Celine Dion made a triumphant return Friday with a very public performance: closing out the Paris Olympics' opening ceremony from the Eiffel Tower.
Nearly two years after revealing her stiff person syndrome diagnosis, Dion belted Edith Piaf's Hymne à l’amour ("Hymn to Love”) as the finale of the roughly four-hour spectacle. Her appearance had been teased for weeks, but organizers and Dion's representatives had refused to confirm whether she was performing.
On a page dedicated to Dior's contributions to the opening ceremony, the media guide referred to "a world star, for a purely grandiose, superbly scintillating finale.”

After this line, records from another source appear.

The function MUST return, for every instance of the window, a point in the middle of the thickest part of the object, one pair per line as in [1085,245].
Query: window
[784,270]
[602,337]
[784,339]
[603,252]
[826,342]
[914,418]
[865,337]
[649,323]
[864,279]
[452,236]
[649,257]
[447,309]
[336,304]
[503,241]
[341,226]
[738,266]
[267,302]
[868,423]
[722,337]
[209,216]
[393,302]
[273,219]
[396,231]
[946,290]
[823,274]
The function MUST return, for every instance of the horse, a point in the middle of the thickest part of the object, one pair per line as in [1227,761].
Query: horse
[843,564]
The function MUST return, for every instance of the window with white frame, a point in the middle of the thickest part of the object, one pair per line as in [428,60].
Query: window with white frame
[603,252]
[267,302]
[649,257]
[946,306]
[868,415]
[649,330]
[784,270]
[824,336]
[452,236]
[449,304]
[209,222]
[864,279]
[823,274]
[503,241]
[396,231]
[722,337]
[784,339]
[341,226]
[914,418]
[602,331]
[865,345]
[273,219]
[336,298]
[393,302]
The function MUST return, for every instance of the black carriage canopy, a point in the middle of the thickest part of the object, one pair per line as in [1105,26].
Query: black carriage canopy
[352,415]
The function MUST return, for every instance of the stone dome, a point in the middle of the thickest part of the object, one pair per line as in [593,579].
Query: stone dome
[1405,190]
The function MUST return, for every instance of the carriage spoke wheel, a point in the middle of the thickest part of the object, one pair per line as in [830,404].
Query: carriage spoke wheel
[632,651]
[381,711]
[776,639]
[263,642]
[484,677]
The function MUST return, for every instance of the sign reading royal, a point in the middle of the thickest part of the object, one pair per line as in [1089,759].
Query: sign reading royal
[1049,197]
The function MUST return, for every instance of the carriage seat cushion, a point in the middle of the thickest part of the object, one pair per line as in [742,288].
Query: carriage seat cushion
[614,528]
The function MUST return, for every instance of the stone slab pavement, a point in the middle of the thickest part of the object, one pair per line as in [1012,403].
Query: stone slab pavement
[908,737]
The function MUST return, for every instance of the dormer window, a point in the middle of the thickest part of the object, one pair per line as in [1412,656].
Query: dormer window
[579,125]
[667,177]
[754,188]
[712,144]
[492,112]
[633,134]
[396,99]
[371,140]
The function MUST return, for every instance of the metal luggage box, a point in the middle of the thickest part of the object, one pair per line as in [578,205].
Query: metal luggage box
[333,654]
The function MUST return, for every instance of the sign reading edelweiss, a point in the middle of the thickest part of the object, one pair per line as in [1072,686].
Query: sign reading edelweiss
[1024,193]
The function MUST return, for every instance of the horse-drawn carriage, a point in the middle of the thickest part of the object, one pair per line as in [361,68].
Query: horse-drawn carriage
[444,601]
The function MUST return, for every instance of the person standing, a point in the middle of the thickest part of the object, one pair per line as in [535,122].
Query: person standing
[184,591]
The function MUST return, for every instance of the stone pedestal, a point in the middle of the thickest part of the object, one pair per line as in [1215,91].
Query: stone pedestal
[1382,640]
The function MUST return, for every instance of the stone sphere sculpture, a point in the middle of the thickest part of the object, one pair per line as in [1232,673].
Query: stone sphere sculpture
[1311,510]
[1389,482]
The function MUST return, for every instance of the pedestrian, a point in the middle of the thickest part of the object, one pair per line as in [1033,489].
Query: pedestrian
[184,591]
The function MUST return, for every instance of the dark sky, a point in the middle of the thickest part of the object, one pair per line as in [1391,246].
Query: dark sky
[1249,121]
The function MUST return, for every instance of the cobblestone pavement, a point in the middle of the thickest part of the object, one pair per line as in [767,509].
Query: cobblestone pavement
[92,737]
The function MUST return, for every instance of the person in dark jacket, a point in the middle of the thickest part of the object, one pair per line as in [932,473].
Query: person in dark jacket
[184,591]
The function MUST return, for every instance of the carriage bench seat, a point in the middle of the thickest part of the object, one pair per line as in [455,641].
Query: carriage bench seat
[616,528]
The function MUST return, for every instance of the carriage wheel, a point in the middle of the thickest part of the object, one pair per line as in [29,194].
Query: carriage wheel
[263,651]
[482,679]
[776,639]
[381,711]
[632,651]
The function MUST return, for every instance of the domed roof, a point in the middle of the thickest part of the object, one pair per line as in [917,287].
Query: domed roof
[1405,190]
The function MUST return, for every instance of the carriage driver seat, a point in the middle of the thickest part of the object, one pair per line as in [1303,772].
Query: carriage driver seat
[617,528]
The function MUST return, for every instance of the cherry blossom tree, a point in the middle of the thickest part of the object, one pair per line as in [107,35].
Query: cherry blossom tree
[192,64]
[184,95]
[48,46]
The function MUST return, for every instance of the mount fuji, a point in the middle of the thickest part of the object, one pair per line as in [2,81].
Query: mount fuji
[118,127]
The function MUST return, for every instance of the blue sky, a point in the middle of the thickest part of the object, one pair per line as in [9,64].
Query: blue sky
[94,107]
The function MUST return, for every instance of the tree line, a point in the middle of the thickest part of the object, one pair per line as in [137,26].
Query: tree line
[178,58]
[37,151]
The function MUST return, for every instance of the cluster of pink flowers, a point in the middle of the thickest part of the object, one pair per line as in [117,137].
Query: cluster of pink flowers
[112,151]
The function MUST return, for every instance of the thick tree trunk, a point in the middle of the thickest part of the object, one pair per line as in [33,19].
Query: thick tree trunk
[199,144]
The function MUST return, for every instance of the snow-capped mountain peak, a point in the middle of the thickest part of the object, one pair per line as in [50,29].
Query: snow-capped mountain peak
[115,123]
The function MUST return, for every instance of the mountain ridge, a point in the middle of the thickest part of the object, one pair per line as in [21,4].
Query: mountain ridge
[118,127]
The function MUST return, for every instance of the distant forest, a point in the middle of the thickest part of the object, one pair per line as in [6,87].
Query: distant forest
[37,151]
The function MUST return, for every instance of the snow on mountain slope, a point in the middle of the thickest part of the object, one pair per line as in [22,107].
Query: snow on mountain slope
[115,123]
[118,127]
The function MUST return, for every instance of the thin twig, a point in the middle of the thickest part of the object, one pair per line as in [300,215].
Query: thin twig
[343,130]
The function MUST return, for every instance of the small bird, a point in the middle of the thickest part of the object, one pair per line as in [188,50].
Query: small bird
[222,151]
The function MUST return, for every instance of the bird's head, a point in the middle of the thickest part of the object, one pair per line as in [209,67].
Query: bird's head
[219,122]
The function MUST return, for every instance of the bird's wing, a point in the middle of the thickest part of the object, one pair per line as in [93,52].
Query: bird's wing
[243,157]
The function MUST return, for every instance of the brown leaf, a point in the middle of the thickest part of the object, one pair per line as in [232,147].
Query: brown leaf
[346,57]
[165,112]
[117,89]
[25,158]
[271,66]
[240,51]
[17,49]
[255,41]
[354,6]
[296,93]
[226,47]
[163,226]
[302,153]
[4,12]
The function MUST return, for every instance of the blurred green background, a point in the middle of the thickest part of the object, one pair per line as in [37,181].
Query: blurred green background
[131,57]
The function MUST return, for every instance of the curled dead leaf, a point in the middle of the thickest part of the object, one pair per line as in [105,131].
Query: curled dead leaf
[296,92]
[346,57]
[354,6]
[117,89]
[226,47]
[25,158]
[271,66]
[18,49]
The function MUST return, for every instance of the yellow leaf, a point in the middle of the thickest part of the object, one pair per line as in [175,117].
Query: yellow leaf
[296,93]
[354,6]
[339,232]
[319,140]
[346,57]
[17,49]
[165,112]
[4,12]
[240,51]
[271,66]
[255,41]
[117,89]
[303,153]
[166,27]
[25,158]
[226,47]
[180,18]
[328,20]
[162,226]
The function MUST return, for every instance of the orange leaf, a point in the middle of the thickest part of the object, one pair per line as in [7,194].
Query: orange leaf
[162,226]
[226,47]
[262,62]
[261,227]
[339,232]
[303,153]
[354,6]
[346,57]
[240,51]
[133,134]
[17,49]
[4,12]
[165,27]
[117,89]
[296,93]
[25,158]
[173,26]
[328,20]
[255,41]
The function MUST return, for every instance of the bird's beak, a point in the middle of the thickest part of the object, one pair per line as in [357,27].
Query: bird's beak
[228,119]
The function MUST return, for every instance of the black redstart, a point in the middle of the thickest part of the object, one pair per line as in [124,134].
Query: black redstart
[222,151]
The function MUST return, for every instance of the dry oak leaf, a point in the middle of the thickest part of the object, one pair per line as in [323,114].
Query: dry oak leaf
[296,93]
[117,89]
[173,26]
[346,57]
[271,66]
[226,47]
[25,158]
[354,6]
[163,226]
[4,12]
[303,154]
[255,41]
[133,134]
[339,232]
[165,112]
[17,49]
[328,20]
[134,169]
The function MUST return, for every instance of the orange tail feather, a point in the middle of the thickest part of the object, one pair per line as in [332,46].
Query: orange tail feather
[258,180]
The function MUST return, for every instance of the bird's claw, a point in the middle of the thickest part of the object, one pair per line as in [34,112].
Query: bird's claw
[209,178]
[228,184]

Dion had been absent from the stage since 2020, when the coronavirus pandemic forced the postponement of her tour to 2022. That tour was eventually suspended in the wake of her diagnosis.
The rare neurological disorder causes rigid muscles and painful muscle spasms, which were affecting Dion’s ability to walk and sing. In June, at the premiere of the documentary I Am: Celine Dion, she told The Associated Press that returning required therapy, "physically, mentally, emotionally, vocally.”
"So that’s why it takes a while. But absolutely why we’re doing this because I’m already a little bit back,” she said then.
Even before the documentary's release, Dion had taken steps toward a comeback. In February, she made another surprise appearance, at the Grammy Awards, where she presented the final award of the night to a standing ovation.
For Friday's performance, Dion's pearl outfit was indeed designed by Dior. Speaking on French television, the Paris organising committee's director of design and costume for ceremonies, Daphné Bürki, recalled Dion's enthusiasm for the opportunity.
"When we called Celine Dion one year ago she said yes straight away,” Bürki said.
Dion is not actually French - the French Canadian is from Quebec - but she has a strong connection to the country and the Olympics. Dion's first language is French, and she has dominated the charts in France and other French-speaking countries. (She also won the 1988 Eurovision Song Contest with a French-language song ... representing Switzerland.) And early in her English-language career - even before My Heart Will Go On from Titanic - she was tapped to perform The Power of The Dream, the theme song for the 1996 Atlanta Olympics.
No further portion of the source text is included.